Results for 2G-110 polymer

For the 2G-110 Polymer, the first tests were performed by varying pH levels for samples using 1.13% 2G-110 in 0.5% Calcium Chloride brines. Observing the results from the first tests, follow up trials were altered to use 1.25% 2G-110 while maintaining the 0.5% Calcium Chloride brine concentration.

The reactions of the 2G-110 polymer with the brine posed two problems, supposedly due to its particle size, in comparison to that of the AT-O3S. Due to the 2G-110’s smaller particle size, the time interval of the reactions that took place between the brine and the polymer were much faster due to having more surface area per unit volume, and since the particles were comparably smaller, they became easily suspended in the solution for a significant portion of the reaction time as well. As such, after performing the same steps used as those used for the AT-O3S polymer trials, only the 2G-110’s final swelling ratios were able to be accurately calculated after the solutions were allowed to settle for a significant time. The rest of the 2G-110’s trials using the heat bath mirrored that of the AT-O3S.

Observing the results in Figure 8, Figure 9, the effect of lowering the pH on the 2G-110 and brine solutions showed that, from the range of 2 pH and higher, the final swelling ratios appear to almost linearly decrease as pH was lowered across the trials, yet at a slight rate of decrease. However, at below 2 pH, the final swelling ratio significantly begins to drop.

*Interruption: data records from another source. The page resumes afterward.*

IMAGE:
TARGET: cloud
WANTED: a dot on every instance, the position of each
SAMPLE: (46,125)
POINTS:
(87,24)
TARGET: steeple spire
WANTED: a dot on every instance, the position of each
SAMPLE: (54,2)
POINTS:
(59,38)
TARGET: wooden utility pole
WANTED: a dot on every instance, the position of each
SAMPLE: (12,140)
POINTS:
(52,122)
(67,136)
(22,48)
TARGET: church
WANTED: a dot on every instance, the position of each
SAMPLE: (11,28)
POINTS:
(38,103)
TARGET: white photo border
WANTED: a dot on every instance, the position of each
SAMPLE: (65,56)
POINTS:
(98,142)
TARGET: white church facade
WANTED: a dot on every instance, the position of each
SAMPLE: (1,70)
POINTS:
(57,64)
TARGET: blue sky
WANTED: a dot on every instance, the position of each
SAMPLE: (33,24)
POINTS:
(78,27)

Through heating the solutions at varying temperatures, the samples with pH values greater than 2 destabilized and further precipitated when the temperature was raised higher than room temperature, as shown in Figure 10, Figure 11 where the data was grouped by alike pH’s. These samples experienced decreases in swelling ratios of around 5 to 20 percent, shown in Figure 12, when compared to the original swelling ratios of the samples. At pH levels of 2 and lower however, it was displayed that swelling ratios would range from relatively no change to significant increases of swelling ratios upwards of 140% as seen in Figures 10 through 12.

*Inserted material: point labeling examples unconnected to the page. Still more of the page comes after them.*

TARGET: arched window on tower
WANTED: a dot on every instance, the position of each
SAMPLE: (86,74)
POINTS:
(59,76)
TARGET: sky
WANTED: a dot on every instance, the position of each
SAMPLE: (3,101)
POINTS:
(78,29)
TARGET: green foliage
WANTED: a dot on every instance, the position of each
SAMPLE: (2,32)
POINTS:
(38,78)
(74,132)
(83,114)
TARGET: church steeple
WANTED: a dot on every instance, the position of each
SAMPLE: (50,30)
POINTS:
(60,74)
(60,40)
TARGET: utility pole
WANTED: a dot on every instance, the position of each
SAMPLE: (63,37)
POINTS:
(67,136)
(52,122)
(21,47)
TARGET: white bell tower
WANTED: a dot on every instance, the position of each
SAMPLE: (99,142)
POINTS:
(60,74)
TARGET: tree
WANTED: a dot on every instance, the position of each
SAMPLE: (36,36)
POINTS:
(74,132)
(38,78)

Figure 8 Final Swelling Ratio by pH for 1.13% 2G-110 Polymer in 0.5% Calcium Chloride Brine.

Figure 9: Final Swelling Ratio by pH for 1.25% 2G-110 Polymer in 0.5% Calcium Chloride Brine.

Figure 10: Swelling Ratio by Temperature 1.25% 2G-110 Polymer in 0.5% Calcium Chloride Brine.

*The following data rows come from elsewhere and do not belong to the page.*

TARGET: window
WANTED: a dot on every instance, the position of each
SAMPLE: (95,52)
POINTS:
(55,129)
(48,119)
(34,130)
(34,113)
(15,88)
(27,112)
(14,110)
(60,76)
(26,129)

Figure 11: Swelling Ratio by Temperature 1.25% 2G-110 Polymer in 0.5% Calcium Chloride Brine.

Figure 12: Percent Change in Swelling Ratio by Temperature 1.25% 2G-110 Polymer in 0.5% Calcium Chloride Brine.

Conclusion

pH has significant influence over the extent to which the polymer reacts with Calcium in solution, decreasing the effects of precipitation as pH decreases. A drop below a pH of 2 appears to result in negligible precipitation rates. As the pH of a solution decreases below 2 pH, precipitation effects become relatively insignificant at the investigated salinity and polymer concentration. It appears that pH has a significant effect on the precipitation of divalent cations and the polymer. Temperature had mixed effects on the polymer. At pH ranges over 2 pH, an increase in temperature resulted in a significant decrease in the swelling ratio and an increase in precipitation. At lower pH values, swelling ratios actually increased significantly. This implies that even at elevated temperatures, low pH prevents polymer destruction.

It is recommended to industry that, when confronted with the possibility of high concentrations of divalent cations, preflushes and acid washes should be performed prior to SAP treatments. Injection brines should be low pH to prevent post-swelling precipitation resulting from an increase in solution pH. The amount of polymer used should also be increased depending upon expected reservoir conditions. These considerations become increasingly important as temperature increases.

Acknowledgements

Funding for this project was provided by the Enhancing Undergraduate Research Endeavors and Creative Activities (EURECA) program at Midwestern State University. Most of this undergraduate research was conducted in Thermo fluids Lab in McCoy School of Engineering at Midwestern State University. The authors acknowledge the discussion and help of Professor Jianguo Shao in the Department of Chemistry at Midwestern State University.

Conflict of interest

The author declares no conflict of interest.